More than 10,000 thermal features are located within the park.

The Norris Geyser Basin in Yellowstone National Park in September 2009. (Beth Harpaz/AP Photo)

According to the public broadcaster’s report, one day, Vaughan saw a hot spot that hadn’t appeared before. He then compared it with previous images.

These thermal areas, Vaughan said, are formed after snow and water is heated by magma below the surface of the ground, the report noted.

The water or snow then travels back to the surface via cracks and fractures, according to the researcher, who added that hot springs and geysers are signs of a thermal area. “It’s doing everything you expect an active volcano to do except erupt,” he told the Times.

Map of thermal areas in Yellowstone National Park. Most of Yellowstone’s more than 10,000 thermal features are clustered together into about 120 distinct thermal areas (shown in red). Lakes are blue. The Yellowstone Caldera is solid black and the resurgent domes are dotted black. Roads are yellow. The orange box shows the location of the Tern Lake thermal area. (USGS)
A nighttime thermal infrared image from April 2017 showing the Tern Lake area (USGS)

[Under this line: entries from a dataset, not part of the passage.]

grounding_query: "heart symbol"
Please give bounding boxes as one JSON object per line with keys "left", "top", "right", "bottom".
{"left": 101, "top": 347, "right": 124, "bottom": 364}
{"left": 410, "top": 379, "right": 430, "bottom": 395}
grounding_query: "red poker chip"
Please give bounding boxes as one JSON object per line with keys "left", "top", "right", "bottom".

“There are earthquakes very frequently and it can change the orientation of the plumbing system,” added Vaughan. “It can close some areas and reopen some others.”

In the case of the emergence of this recent thermal feature, in 2017, the trees died and the soil turned an unusual, off-white color, he told the Times. In 1994, that wasn’t the case.

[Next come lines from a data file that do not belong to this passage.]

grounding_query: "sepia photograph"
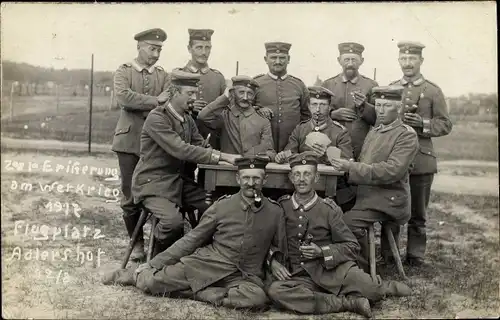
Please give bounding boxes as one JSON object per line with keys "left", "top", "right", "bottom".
{"left": 1, "top": 2, "right": 498, "bottom": 319}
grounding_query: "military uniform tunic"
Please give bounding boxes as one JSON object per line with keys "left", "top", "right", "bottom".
{"left": 135, "top": 193, "right": 287, "bottom": 308}
{"left": 112, "top": 60, "right": 170, "bottom": 155}
{"left": 267, "top": 193, "right": 389, "bottom": 314}
{"left": 254, "top": 73, "right": 311, "bottom": 152}
{"left": 390, "top": 75, "right": 453, "bottom": 260}
{"left": 321, "top": 74, "right": 378, "bottom": 160}
{"left": 197, "top": 95, "right": 276, "bottom": 159}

In 2003, a thermal area appeared in Yellowstone about the size of a football field.

Areas of the United States that once were covered by volcanic ash from Yellowstone’s giant eruptions 2 million and 630,000 years ago, compared with ashfall from the 760,000-year-old Long Valley caldera eruptions at Mammoth Lakes, California, and the 1980 eruption of Mount St. Helens, Washington (USGS)

Michael Poland, the researcher in charge of the Yellowstone Volcano Observatory, has often had to debunk articles saying the Yellowstone caldera, or “supervolcano,” is about to erupt. He told the newspaper that the appearance of a new thermal area isn’t something to worry about, noting that thermal areas appear and disappear in the park.